Kurucu Cumhurbaşkanı Denktaş’ın anıt mezarının olduğu bölgenin geldiği duruma ve müze binası olarak inşa edilen fakat şu anda atıl kalan binanın amacına uygun değerlendirilmemesine de tepki gösteren Denktaş, “Bu ülkenin kurucu Cumhurbaşkanı’nın anıt mezarının ve tarihimizi yaşatma amaçlı yapılan müze binasının böyle atıl halde bırakılmasına isyan ediyorum” dedi, Gönyeli-Alayköy Belediye Başkanı Hüseyin Amcaoğlu’na teşekkür etti.
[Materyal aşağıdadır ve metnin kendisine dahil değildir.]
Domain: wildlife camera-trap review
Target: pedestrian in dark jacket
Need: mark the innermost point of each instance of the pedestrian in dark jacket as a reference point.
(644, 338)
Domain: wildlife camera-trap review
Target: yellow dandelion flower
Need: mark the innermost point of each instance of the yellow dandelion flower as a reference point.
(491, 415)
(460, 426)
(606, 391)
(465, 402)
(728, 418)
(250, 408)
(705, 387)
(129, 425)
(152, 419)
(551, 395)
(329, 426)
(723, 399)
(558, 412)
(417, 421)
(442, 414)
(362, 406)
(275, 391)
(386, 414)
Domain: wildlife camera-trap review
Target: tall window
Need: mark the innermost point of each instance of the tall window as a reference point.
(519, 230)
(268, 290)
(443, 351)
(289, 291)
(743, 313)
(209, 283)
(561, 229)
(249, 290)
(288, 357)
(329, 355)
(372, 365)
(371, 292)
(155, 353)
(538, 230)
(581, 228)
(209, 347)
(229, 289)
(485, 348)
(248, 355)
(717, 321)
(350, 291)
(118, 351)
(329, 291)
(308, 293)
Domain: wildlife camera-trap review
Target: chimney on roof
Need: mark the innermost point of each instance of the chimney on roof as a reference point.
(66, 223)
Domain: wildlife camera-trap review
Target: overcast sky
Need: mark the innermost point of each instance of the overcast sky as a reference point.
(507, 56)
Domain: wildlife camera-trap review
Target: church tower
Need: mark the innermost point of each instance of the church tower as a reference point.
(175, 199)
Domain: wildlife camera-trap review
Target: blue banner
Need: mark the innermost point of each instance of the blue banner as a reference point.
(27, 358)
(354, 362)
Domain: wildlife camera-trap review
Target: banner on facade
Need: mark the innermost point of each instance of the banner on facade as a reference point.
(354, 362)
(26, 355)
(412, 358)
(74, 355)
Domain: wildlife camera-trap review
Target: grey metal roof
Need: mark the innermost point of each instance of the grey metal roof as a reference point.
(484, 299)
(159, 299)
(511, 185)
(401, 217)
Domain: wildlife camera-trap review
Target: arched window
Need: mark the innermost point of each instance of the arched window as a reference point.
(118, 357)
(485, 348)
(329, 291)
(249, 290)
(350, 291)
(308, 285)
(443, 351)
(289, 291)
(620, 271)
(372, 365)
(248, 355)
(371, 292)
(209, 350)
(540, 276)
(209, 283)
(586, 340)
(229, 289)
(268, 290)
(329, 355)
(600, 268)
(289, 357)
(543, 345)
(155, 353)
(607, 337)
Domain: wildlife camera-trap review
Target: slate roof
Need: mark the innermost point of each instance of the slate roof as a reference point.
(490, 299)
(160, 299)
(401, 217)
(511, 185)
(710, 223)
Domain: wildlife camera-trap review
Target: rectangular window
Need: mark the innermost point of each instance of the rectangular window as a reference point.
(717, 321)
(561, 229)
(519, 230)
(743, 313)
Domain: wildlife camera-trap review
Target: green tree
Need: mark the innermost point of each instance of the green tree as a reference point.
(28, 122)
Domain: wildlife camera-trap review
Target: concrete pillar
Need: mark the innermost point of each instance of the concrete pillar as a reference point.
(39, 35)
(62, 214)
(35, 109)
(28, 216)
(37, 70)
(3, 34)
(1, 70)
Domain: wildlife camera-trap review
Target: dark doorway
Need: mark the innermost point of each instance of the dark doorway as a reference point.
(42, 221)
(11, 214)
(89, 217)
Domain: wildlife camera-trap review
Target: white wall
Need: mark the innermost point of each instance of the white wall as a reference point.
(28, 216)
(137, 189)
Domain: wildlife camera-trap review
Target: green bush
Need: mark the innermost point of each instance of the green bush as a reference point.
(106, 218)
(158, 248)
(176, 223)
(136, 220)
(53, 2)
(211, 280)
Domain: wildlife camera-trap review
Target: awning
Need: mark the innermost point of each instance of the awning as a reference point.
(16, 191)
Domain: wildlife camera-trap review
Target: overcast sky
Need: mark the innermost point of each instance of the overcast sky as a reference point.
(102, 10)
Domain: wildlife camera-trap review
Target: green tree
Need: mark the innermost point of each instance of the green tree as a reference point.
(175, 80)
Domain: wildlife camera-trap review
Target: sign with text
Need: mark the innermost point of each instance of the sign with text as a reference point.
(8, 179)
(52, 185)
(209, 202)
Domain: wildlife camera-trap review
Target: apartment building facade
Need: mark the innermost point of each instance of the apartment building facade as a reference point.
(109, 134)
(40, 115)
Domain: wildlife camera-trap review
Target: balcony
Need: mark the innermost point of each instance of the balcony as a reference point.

Denktaş, “Orası bizim özel aile mezarlığımızmış gibi davranılıyor. Orası bu devletin malı, kurucusunun yattığı bir yer, devlet ilgilenmeli. Elimizde müze olmayı bekleyen koca bir tarih var ve Denktaş’ın yarım asırlık arşivi artık çürüyor, yok oluyor. Öğrenciler, gençler için orada çalışma alanları yaptık bilgisayarlarda oraya gelip çalışmalarını yapabileceklerdi. Hepsi atıldı çürüyor, isyan ediyorum ama isyanı dinleyen yok” ifadelerini kullandı.
“ADADAKİ VARLIĞIMIZ TÜRKİYE İÇİN ÖNEMLİDİR”
Akdeniz’deki yer altı kaynaklarının bölgeye olan ilgiyi arttırdığını, bununda bölgede birtakım risklere neden olduğunu belirten Denktaş, “Doğu Akdeniz’de bir hidrokarbon zenginliği olduğu biliniyor. Türkiye’nin Akdeniz’e en geniş sahili olan ülke olarak söz hakkı elbette vardır ama Kıbrıs Türkleri’nin adadaki varlığı, Kuzey Kıbrıs Türk Cumhuriyeti’nin varlığı, Türkiye’nin ada ve ada etrafındaki haklarını da koruyan bir unsurdur” diye konuştu.